# Data Preparation Pipeline

This notebook prepares the dataset for training the code clone detection system by:
1. Filtering BigCloneBench (BCB) data
2. Extracting code fragments
3. Normalizing fragments
4. Creating unified dataset

**Pipeline Steps:**
- `01_filter_bcb.py`: Filters BCB dataset for clone types 1, 2, and 3
- `02_extract_fragments.py`: Extracts method fragments using Tree-sitter
- `03_normalize.py`: Normalizes code with blind renaming
- `04_create_unified.py`: Creates unified training dataset

## Step 1: Import Required Libraries

In [None]:
import sys
import os
from pathlib import Path
import pandas as pd
import json

# Add project root to path
BASE_DIR = Path.cwd()
sys.path.append(str(BASE_DIR))

print(f"Working directory: {BASE_DIR}")
print("✓ Libraries imported successfully")

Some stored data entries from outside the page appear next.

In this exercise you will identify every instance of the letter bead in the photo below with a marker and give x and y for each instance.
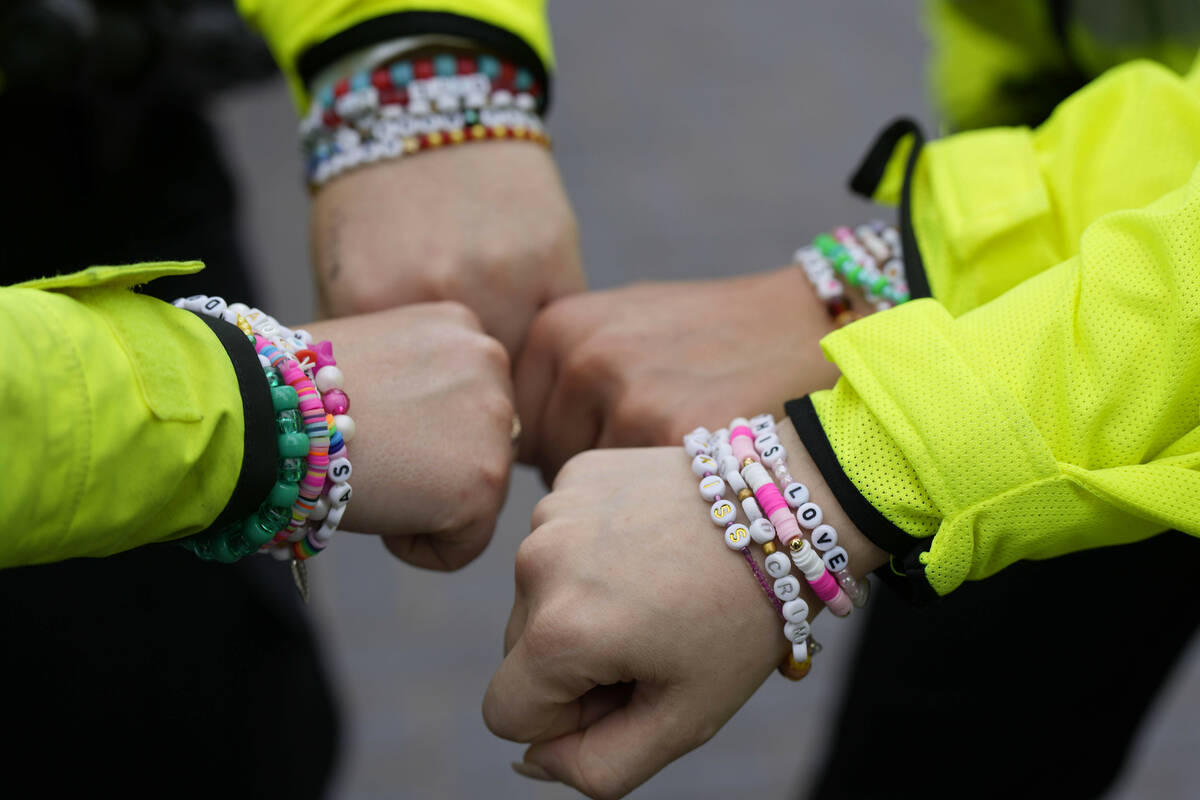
(837, 559)
(796, 611)
(809, 515)
(787, 588)
(796, 494)
(778, 565)
(737, 536)
(761, 530)
(712, 487)
(825, 537)
(723, 512)
(797, 632)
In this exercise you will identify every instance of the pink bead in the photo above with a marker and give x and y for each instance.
(336, 402)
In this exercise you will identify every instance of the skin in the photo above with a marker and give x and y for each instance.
(486, 224)
(432, 457)
(643, 365)
(625, 593)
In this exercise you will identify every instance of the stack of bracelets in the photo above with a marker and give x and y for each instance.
(869, 257)
(749, 459)
(414, 104)
(303, 511)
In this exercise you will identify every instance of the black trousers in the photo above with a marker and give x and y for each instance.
(1030, 684)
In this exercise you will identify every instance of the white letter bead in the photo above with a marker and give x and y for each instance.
(778, 565)
(328, 377)
(735, 479)
(796, 494)
(345, 426)
(737, 536)
(787, 588)
(825, 537)
(723, 512)
(319, 509)
(773, 455)
(837, 559)
(703, 465)
(796, 611)
(809, 515)
(339, 494)
(756, 475)
(340, 470)
(761, 530)
(797, 632)
(751, 507)
(712, 487)
(765, 440)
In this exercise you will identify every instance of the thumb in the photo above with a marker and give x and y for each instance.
(623, 749)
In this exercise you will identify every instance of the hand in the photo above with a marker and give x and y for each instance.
(646, 364)
(432, 404)
(486, 224)
(635, 632)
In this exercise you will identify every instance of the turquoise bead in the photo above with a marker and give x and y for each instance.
(287, 421)
(292, 469)
(283, 494)
(283, 398)
(401, 73)
(293, 445)
(490, 66)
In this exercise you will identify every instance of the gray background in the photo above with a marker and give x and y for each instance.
(695, 139)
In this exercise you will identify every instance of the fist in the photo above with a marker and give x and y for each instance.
(646, 364)
(432, 403)
(486, 224)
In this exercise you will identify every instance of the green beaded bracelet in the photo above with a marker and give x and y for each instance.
(238, 540)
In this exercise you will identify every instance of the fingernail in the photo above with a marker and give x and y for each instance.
(531, 770)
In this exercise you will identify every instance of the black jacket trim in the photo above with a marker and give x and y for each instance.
(869, 174)
(867, 518)
(421, 23)
(261, 450)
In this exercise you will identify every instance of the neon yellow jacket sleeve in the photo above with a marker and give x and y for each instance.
(292, 26)
(1060, 416)
(129, 416)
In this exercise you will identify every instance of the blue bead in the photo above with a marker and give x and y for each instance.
(401, 73)
(490, 66)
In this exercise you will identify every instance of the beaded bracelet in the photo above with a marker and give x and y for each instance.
(857, 257)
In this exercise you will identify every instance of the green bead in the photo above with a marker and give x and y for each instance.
(287, 421)
(293, 445)
(283, 494)
(291, 469)
(283, 397)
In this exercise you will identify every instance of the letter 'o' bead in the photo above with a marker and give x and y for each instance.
(796, 611)
(787, 588)
(778, 565)
(723, 512)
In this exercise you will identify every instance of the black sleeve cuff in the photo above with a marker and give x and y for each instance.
(261, 449)
(905, 572)
(421, 23)
(869, 174)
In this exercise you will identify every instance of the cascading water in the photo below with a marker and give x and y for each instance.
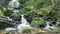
(24, 25)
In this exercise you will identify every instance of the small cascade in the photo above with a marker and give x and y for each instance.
(24, 25)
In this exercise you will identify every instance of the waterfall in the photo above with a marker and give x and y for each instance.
(24, 25)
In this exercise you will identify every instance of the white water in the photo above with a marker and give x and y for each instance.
(48, 27)
(13, 4)
(24, 25)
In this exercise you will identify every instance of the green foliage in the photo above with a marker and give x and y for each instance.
(34, 23)
(26, 31)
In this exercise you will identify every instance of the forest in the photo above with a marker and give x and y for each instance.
(30, 16)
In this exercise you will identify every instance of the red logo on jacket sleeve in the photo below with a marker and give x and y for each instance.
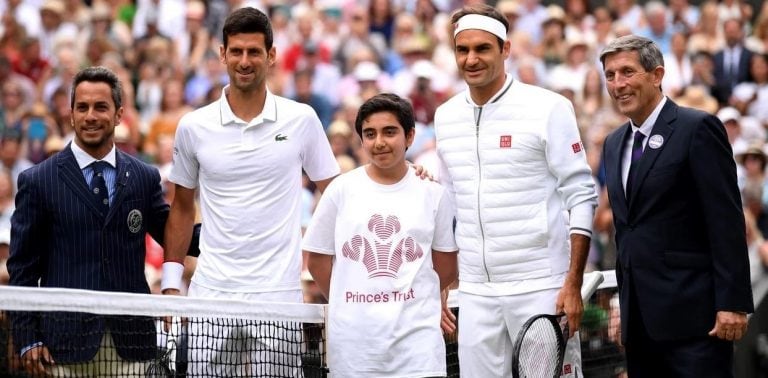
(577, 147)
(505, 141)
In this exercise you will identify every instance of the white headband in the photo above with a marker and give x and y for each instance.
(480, 22)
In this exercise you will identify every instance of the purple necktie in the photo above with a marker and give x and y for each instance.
(637, 152)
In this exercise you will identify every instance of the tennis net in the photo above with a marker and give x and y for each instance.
(127, 334)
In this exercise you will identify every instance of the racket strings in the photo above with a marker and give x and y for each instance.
(541, 350)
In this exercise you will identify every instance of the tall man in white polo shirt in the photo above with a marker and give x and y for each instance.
(524, 195)
(245, 153)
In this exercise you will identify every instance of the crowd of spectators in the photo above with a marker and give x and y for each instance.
(335, 54)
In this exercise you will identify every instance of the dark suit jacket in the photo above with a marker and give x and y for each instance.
(723, 82)
(60, 237)
(681, 240)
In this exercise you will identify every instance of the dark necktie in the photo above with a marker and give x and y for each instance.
(637, 152)
(99, 186)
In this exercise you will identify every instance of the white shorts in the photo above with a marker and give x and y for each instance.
(244, 348)
(488, 327)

## Step 2: Filter BCB Dataset

Filter the BigCloneBench dataset to keep clone types 1, 2, and 3, remove missing code, and generate method IDs.

In [None]:
# Import the script as a module
from datasets.scripts import filter_bcb as step1

# Run the filtering
print("="*60)
print("STEP 1: FILTERING BCB DATASET")
print("="*60)
step1.main()

# Verify output
csv_path = BASE_DIR / "datasets" / "processing" / "bcb_filtered.csv"
if csv_path.exists():
    df = pd.read_csv(csv_path)
    print(f"\n✓ Filtered dataset created: {len(df)} pairs")
    print(f"  Clone type distribution:")
    print(df['clone_type'].value_counts())
else:
    print("✗ Error: Filtered dataset not created")

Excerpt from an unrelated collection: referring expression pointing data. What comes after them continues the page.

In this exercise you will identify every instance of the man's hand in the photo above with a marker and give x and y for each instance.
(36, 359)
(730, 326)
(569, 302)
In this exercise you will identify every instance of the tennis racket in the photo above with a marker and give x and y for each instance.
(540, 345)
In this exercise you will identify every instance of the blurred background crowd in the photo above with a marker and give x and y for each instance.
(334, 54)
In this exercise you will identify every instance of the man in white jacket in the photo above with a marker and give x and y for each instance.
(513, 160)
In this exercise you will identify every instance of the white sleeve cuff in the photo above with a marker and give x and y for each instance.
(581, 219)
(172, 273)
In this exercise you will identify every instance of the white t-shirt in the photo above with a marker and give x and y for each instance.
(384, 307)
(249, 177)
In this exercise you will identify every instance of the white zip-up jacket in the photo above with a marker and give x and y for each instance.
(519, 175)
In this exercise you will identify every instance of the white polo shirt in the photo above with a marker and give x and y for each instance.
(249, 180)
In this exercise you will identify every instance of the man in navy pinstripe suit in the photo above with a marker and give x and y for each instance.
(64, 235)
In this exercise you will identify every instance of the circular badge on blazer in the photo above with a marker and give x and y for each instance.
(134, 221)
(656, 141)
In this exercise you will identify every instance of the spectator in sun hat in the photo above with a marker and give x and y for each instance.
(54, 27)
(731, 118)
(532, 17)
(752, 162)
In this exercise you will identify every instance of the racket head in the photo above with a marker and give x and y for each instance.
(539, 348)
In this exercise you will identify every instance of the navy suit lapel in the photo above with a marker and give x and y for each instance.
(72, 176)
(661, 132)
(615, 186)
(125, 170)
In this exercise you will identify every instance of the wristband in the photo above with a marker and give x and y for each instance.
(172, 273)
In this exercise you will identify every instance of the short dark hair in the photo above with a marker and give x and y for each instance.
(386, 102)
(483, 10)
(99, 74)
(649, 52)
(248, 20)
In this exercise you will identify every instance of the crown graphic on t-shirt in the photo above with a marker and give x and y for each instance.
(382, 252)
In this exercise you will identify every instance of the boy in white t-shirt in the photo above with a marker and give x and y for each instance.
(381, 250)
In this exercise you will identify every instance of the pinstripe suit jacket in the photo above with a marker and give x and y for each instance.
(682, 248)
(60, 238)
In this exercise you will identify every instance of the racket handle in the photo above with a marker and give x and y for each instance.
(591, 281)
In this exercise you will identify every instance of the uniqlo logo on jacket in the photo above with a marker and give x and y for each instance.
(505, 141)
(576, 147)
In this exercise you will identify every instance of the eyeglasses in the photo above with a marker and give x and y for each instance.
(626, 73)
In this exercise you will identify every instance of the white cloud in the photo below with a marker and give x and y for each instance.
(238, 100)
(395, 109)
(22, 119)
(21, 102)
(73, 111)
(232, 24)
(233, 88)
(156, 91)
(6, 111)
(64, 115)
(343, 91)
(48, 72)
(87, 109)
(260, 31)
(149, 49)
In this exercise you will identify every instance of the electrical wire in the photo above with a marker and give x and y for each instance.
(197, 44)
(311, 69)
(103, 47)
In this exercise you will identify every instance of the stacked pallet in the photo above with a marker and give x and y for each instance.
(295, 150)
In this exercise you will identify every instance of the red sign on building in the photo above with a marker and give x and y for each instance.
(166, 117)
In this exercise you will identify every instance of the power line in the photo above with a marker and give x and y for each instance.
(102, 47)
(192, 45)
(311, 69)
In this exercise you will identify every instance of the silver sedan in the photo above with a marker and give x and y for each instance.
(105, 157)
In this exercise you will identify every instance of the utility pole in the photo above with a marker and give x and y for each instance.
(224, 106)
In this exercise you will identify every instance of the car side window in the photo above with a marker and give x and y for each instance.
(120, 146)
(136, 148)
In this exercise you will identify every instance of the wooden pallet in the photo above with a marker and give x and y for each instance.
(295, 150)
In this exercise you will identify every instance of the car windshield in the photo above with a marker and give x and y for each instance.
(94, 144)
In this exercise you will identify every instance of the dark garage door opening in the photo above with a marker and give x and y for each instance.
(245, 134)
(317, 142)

## Step 3: Extract Code Fragments

Parse Java files and extract method-level code fragments using Tree-sitter.

In [None]:
from datasets.scripts import extract_fragments as step2

print("="*60)
print("STEP 2: EXTRACTING CODE FRAGMENTS")
print("="*60)
step2.main()

# Verify output
jsonl_path = BASE_DIR / "datasets" / "processing" / "fragments.jsonl"
if jsonl_path.exists():
    with open(jsonl_path, 'r') as f:
        fragments = [json.loads(line) for line in f]
    print(f"\n✓ Extracted {len(fragments)} fragments")
    print(f"  Sample fragment keys: {list(fragments[0].keys()) if fragments else 'None'}")
else:
    print("✗ Error: Fragments file not created")

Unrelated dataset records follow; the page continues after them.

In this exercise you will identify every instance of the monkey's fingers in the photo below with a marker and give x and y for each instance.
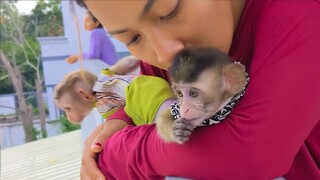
(180, 139)
(180, 124)
(181, 130)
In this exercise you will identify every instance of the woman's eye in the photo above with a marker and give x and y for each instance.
(135, 40)
(172, 13)
(193, 93)
(179, 93)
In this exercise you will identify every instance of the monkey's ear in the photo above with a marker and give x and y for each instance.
(234, 77)
(86, 94)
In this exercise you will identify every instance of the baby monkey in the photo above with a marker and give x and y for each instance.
(207, 85)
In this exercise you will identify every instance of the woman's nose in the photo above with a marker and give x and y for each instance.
(165, 47)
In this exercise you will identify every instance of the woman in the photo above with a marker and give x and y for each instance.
(101, 46)
(274, 129)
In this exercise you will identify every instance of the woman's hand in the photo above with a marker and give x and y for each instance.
(72, 59)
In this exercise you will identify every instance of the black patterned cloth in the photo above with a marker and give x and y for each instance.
(221, 114)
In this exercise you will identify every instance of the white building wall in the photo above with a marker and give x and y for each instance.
(56, 49)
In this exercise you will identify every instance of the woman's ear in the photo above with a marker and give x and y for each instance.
(234, 77)
(86, 94)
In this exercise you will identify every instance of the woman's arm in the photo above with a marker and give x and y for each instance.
(95, 142)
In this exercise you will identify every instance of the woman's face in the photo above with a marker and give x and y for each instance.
(155, 30)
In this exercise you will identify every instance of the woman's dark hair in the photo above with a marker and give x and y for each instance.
(94, 19)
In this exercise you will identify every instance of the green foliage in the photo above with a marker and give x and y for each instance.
(34, 133)
(44, 20)
(67, 126)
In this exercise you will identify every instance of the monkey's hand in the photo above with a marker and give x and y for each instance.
(164, 126)
(181, 130)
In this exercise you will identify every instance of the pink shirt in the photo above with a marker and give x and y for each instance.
(273, 131)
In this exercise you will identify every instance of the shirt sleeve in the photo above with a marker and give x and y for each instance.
(264, 132)
(96, 45)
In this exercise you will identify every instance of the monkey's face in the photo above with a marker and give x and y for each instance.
(198, 100)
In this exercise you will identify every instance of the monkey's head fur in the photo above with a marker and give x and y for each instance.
(189, 63)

## Step 4: Normalize Code Fragments

Apply blind renaming to normalize identifiers and literals.

In [None]:
from datasets.scripts import normalize as step3

print("="*60)
print("STEP 3: NORMALIZING FRAGMENTS")
print("="*60)
step3.main()

# Verify output
norm_path = BASE_DIR / "datasets" / "processing" / "fragments_normalized.jsonl"
if norm_path.exists():
    with open(norm_path, 'r') as f:
        normalized = [json.loads(line) for line in f]
    print(f"\n✓ Normalized {len(normalized)} fragments")
    if normalized:
        print(f"  Sample normalized code: {normalized[0].get('normalized_code', '')[:100]}...")
else:
    print("✗ Error: Normalized fragments file not created")

## Step 5: Create Unified Training Dataset

Create a unified dataset combining BCB and CodeNet data with train/validation/test splits.

In [None]:
from datasets.scripts import create_unified as step4

print("="*60)
print("STEP 4: CREATING UNIFIED DATASET")
print("="*60)
step4.main()

# Verify output
unified_dir = BASE_DIR / "datasets" / "processing" / "unified"
if unified_dir.exists():
    files = list(unified_dir.glob("*.parquet"))
    print(f"\n✓ Created unified dataset with {len(files)} files:")
    for f in sorted(files):
        df_temp = pd.read_parquet(f)
        print(f"  - {f.name}: {len(df_temp)} rows")
else:
    print("✗ Error: Unified dataset directory not created")

## Summary

Data preparation pipeline completed! The following files have been created:

1. **bcb_filtered.csv**: Filtered clone pairs
2. **fragments.jsonl**: Extracted code fragments
3. **fragments_normalized.jsonl**: Normalized fragments
4. **unified/*.parquet**: Training datasets for all tiers

You can now proceed to training notebooks.